Even the division of two oranges can look symmetric but as individual pieces there are many differences. To explore this relation even further I will travel to Vaals in the south of Holland next week. Where Dutch Benedictine monk and architect Don Hans van der Waal aimed to come closer to nature, by seeking a formal language of building which has the same scale one finds in natural growth. Numbers are the key to his work and he made his own number sequences in order to achieve a wider range of combinations and possibilities. 

Tuesday 25 October 2011

Things that connect

He whispers:"Why is it so dark?" She replies "In the beginning it is always dark." He looks at a tiny light that glows in the palm of her hand. He asks again:"What is that?" She whispers:"One grain of sand, that is all that remains of my vast empire." She looks up at him and sees him frown. "Everything has totally disappeared?" He asks her defeated. She sighs:"Yes". He continues:"Then everything has been in vain." Her face lights up as she says:"No, it hasn't. Fantasia can arise in you. In your dreams and wishes Bastian." He looks up at her in amazement and wonders "How?" She continues:"Open your hand" and she glides the glowing grain of sand into his palm. He looks bewildered into her eyes and she gently smiles while she says:"What are you going to wish for?" He stutters "I don't know." Her face turns sad and she says:"Than there will be no Fantasia, anymore." He frowns and wonders aloud:"How many wishes do I get?" With great pleasure she replies:"As many as you want, and the more wishes you make the more magnificent Fantasia will become." His eyes open wide:"REALLY?" She smiles and says:"Try it..." He takes a pause, looks at the glowing light and says:"Then my first wish is............"

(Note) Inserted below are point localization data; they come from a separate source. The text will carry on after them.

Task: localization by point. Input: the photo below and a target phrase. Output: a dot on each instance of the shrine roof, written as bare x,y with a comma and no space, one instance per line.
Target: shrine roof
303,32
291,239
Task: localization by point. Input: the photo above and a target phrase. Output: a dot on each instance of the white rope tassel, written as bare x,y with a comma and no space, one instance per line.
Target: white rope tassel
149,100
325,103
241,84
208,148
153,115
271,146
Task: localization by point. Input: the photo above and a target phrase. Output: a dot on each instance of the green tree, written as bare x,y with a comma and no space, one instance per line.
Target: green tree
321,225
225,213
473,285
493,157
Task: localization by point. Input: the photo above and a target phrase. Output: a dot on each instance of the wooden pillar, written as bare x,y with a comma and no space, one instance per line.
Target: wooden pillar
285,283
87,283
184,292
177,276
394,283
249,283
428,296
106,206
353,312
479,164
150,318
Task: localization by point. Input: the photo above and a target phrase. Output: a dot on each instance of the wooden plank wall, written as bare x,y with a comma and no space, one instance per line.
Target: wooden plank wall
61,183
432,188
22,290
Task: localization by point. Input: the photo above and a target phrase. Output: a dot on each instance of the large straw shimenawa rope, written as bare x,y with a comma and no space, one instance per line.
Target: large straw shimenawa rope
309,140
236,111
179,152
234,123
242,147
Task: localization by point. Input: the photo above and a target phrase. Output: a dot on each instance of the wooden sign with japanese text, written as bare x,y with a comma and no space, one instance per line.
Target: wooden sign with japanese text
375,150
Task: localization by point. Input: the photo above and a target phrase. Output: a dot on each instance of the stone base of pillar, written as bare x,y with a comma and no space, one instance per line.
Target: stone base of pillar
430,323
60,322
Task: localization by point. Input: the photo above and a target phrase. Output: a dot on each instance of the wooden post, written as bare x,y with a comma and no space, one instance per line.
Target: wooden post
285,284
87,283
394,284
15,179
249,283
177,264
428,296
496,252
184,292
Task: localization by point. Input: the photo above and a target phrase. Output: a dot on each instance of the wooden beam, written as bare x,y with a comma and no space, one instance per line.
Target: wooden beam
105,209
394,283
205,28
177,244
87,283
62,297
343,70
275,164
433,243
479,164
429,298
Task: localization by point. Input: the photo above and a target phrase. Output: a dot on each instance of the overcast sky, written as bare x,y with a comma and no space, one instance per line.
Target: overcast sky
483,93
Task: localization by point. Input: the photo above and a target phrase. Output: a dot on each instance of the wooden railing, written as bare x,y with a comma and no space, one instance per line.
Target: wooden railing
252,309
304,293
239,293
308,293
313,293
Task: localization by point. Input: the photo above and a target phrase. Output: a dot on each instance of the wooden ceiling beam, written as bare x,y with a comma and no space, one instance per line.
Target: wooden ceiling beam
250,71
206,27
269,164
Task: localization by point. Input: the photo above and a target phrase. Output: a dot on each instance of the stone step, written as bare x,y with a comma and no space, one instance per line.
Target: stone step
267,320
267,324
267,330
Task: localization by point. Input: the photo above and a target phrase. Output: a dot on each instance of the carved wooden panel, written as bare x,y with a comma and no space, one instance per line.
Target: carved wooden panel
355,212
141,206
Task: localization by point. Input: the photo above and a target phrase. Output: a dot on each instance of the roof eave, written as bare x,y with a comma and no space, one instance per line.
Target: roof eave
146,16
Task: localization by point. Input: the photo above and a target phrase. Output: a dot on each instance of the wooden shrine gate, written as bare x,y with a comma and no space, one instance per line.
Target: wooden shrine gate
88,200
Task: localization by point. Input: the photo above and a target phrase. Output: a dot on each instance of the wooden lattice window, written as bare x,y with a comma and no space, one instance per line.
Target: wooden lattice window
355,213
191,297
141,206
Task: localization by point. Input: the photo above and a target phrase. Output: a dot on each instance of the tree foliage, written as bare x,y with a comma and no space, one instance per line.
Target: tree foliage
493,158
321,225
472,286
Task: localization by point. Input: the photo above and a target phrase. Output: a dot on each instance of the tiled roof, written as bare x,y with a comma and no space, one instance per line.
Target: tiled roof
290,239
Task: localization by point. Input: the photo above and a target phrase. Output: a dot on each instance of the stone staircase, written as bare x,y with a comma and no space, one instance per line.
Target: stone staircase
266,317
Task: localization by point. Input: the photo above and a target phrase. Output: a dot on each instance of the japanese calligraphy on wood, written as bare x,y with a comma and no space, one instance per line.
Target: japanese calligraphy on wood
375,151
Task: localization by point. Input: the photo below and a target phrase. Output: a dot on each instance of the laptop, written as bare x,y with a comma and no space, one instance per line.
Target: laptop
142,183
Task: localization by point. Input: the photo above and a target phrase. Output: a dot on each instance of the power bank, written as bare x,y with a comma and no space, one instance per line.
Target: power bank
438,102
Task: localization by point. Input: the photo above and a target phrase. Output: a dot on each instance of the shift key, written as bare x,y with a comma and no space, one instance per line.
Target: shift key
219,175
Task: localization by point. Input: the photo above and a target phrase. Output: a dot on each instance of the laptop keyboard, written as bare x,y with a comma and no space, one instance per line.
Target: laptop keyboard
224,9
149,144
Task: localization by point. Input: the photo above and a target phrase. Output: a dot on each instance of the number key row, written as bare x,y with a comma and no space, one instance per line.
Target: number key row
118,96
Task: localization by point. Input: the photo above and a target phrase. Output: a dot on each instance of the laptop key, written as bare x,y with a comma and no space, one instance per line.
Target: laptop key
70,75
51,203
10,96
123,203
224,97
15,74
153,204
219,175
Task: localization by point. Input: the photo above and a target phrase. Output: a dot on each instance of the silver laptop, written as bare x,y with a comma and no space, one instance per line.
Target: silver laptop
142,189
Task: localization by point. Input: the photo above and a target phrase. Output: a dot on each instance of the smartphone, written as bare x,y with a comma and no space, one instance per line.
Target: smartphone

Directed and co-written by Wolfgan Petersen the movie 'The Never Ending Story' was released in the Netherlands on 6 December 1984. Although I was 8 years old at the time I don't remember seeing the movie at the cinemas so I must have watched it a year later on television. And it still left a huge impression. I have returned to the film several times after that. Each time appreciating different aspects of it, like the fact that it's live action with (at the time) visually stunning imagery. The paste of the film is easy and characters get enough chance to develop a relation with the viewer. The story comes down to a boy who needs a friend but finds a world that needs a hero in a land beyond imagination. Viewing the movie in this age would be a very different experience. Early 80's fantasy films were dealing with myths and mystery much more than the current generation is served with. Films like 'The Dark Crystal' and "The Secret Of NIMH' and even "Xanadu" or "Brazil" all invite the viewer to explore vast amounts of landscapes within themselves. Never are they visually overruling the storyline. And whenever you return to these classics you will be given something new. So it was on my couch sunday night where I felt parts of my life that came crumbling down. Like a big earthquake that hit me straight in my stomach. All this change, these emotions, this pressure became a terrible Danse Du Macabre. And suddenly there was this single grain of light. At first I found it quite original, I thought I had invented it myself. But only today I realized that the image came from 26 years ago. So here it is. A very comforting, soothing scene from a lovely childhood memory.